3Ware 9500S-12 RAID Card
12 x WD20EARS (2TB WD Caviar Green) SATA Disks connected to it via JBOD export (Not as single units due to the TLER problem with these disks
2 x raidz2 zpools, 1 using 5 disks, the other using 7.
3Ghz i7
16 GB RAM
FreeBSD RELEASE-8.2

Currently we are having performance and reliability problems with the RAID card, and since we have been exporting the disks as JBODs we thought it would be better to just buy a bunch of SATA controllers to plug all the disks into SATA connectors directly rather than aggregate via the 3ware card. (modern 3ware cards like the 9650SE-12ML are about $800.. when 3 sata controllers would be about $140)

We have a number of sata ports on the motherboard already, so yesterday I tried destroying the 5 disk zpool, disconnecting the disks from the 3ware card and plugging them into the motherboard sata connectors.

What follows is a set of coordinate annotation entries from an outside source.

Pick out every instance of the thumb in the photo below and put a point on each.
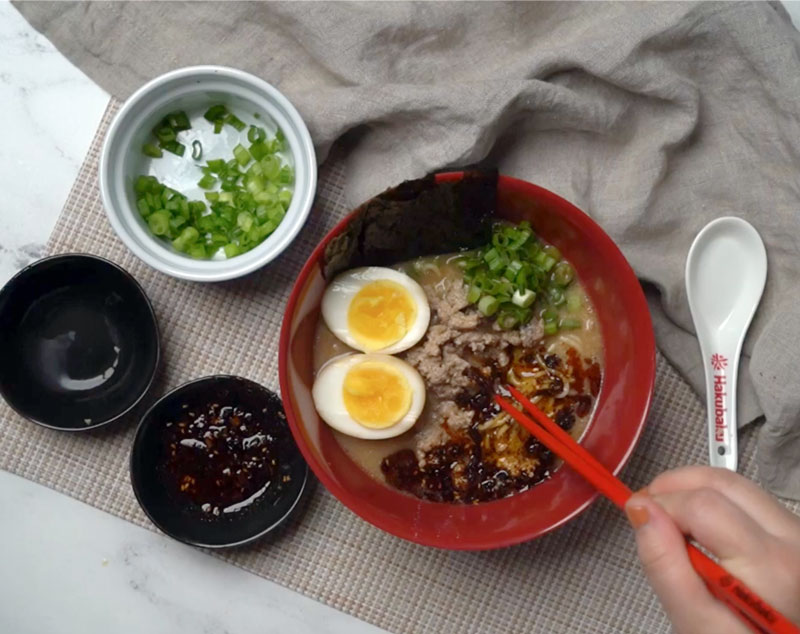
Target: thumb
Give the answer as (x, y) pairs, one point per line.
(662, 550)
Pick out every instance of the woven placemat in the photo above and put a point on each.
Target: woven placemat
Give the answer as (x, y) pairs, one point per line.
(582, 578)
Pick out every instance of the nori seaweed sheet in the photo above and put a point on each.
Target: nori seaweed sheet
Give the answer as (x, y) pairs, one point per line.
(416, 218)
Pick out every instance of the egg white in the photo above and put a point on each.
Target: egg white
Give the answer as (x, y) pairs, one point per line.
(328, 388)
(340, 292)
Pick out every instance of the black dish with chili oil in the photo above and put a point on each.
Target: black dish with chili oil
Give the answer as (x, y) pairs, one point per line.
(214, 463)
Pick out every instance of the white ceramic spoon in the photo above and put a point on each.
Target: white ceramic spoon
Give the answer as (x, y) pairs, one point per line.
(725, 275)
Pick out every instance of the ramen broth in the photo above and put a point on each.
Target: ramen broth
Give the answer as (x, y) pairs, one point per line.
(434, 274)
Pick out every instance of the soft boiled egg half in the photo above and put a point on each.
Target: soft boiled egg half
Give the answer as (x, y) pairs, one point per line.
(376, 309)
(370, 396)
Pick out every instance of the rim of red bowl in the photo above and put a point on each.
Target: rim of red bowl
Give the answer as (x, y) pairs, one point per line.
(640, 314)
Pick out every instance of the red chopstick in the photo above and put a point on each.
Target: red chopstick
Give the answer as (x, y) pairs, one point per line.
(753, 610)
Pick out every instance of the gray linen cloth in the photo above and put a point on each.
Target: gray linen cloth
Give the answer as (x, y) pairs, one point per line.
(654, 118)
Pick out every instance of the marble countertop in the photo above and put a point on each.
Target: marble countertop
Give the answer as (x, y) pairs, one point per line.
(97, 573)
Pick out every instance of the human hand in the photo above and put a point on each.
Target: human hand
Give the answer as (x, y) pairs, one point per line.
(752, 535)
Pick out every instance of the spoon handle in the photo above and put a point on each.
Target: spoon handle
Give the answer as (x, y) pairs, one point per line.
(721, 365)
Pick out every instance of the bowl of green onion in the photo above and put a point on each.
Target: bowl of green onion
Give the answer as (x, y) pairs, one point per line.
(207, 173)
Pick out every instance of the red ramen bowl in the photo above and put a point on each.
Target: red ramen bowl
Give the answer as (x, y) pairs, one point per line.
(611, 436)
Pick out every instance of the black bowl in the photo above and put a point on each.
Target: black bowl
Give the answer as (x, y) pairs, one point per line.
(79, 344)
(156, 477)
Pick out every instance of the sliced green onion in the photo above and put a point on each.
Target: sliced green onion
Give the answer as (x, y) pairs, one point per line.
(245, 209)
(563, 273)
(271, 166)
(158, 222)
(488, 305)
(507, 320)
(570, 323)
(242, 155)
(178, 120)
(523, 298)
(231, 250)
(197, 251)
(286, 175)
(151, 150)
(245, 221)
(216, 113)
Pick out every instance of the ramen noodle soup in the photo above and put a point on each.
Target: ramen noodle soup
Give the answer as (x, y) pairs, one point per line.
(462, 448)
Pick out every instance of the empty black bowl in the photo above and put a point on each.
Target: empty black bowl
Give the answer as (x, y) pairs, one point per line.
(79, 344)
(214, 463)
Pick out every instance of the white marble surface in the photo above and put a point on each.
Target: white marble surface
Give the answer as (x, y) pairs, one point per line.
(67, 567)
(97, 573)
(70, 568)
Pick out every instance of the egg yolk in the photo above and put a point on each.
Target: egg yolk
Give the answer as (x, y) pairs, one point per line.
(380, 314)
(376, 395)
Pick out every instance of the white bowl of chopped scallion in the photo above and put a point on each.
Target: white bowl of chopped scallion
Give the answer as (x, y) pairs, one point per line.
(207, 173)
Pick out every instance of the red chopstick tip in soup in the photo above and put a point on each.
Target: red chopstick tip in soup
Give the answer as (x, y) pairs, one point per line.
(462, 448)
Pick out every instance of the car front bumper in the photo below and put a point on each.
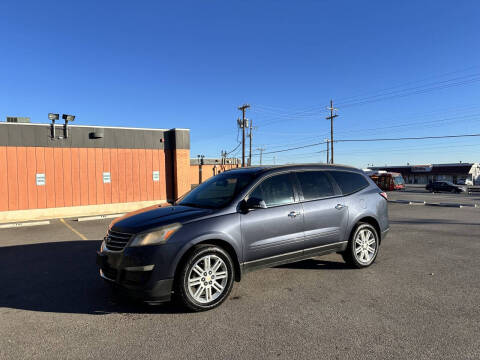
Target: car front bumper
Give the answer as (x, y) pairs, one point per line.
(134, 278)
(385, 233)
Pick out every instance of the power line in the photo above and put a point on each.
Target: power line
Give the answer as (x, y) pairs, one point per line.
(409, 138)
(375, 139)
(331, 117)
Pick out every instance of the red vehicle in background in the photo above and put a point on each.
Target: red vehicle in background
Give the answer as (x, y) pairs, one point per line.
(388, 181)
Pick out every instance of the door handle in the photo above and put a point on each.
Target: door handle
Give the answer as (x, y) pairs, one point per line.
(293, 214)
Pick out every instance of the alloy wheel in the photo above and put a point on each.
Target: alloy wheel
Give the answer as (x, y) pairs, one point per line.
(365, 246)
(207, 279)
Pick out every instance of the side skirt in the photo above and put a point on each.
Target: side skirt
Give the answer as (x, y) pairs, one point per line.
(292, 257)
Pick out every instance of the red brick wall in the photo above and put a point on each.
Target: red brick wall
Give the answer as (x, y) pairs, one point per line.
(207, 171)
(74, 176)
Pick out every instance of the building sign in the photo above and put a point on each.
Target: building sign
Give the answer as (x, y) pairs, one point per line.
(106, 178)
(40, 179)
(421, 168)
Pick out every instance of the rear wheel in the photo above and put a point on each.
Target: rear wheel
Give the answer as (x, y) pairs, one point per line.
(205, 279)
(363, 246)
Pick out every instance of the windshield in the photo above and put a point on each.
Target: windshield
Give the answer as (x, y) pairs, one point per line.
(398, 180)
(217, 191)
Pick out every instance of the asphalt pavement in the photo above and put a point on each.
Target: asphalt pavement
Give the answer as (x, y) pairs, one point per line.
(420, 300)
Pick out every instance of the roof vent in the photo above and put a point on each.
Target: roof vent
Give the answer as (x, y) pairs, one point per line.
(97, 134)
(18, 119)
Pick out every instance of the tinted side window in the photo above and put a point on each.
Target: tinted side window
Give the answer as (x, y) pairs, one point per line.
(315, 185)
(349, 182)
(276, 190)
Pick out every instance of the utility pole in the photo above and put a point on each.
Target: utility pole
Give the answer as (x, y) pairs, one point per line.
(200, 163)
(331, 117)
(261, 149)
(250, 134)
(243, 124)
(328, 145)
(224, 159)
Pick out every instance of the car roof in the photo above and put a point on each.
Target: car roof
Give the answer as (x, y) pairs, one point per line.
(278, 168)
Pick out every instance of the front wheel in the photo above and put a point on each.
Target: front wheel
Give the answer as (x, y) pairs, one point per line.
(363, 246)
(205, 279)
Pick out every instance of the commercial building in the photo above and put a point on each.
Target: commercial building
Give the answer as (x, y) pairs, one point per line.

When I booted up the box, I could see that the disks were seen however the console was dumping huge amounts of lines like this: 


```
ad10: FAILURE - READ_DMA status=51<READY,DSC,ERROR> error=4<ABORTED> LBA=0
ad10: FAILURE - READ_DMA status=51<READY,DSC,ERROR> error=4<ABORTED> LBA=512
ad10: FAILURE - READ_DMA status=51<READY,DSC,ERROR> error=4<ABORTED> LBA=64
ad10: FAILURE - READ_DMA status=51<READY,DSC,ERROR> error=4<ABORTED> LBA=0
ad10: FAILURE - READ_DMA status=51<READY,DSC,ERROR> error=4<ABORTED> LBA=2
ad10: FAILURE - READ_DMA status=51<READY,DSC,ERROR> error=4<ABORTED> LBA=16
ad10: FAILURE - READ_DMA status=51<READY,DSC,ERROR> error=4<ABORTED> LBA=128
ad10: FAILURE - READ_DMA status=51<READY,DSC,ERROR> error=4<ABORTED> LBA=0
ad10: FAILURE - READ_DMA status=51<READY,DSC,ERROR> error=4<ABORTED> LBA=1
ad10: FAILURE - READ_DMA status=51<READY,DSC,ERROR> error=4<ABORTED> LBA=0
ad10: FAILURE - READ_DMA status=51<READY,DSC,ERROR> error=4<ABORTED> LBA=0
```

(For all the disks attached).

Checking their smart status everything was fine, when running a diskinfo on them it would recognise the disk correctly but then get read/write errors when trying to perform tests.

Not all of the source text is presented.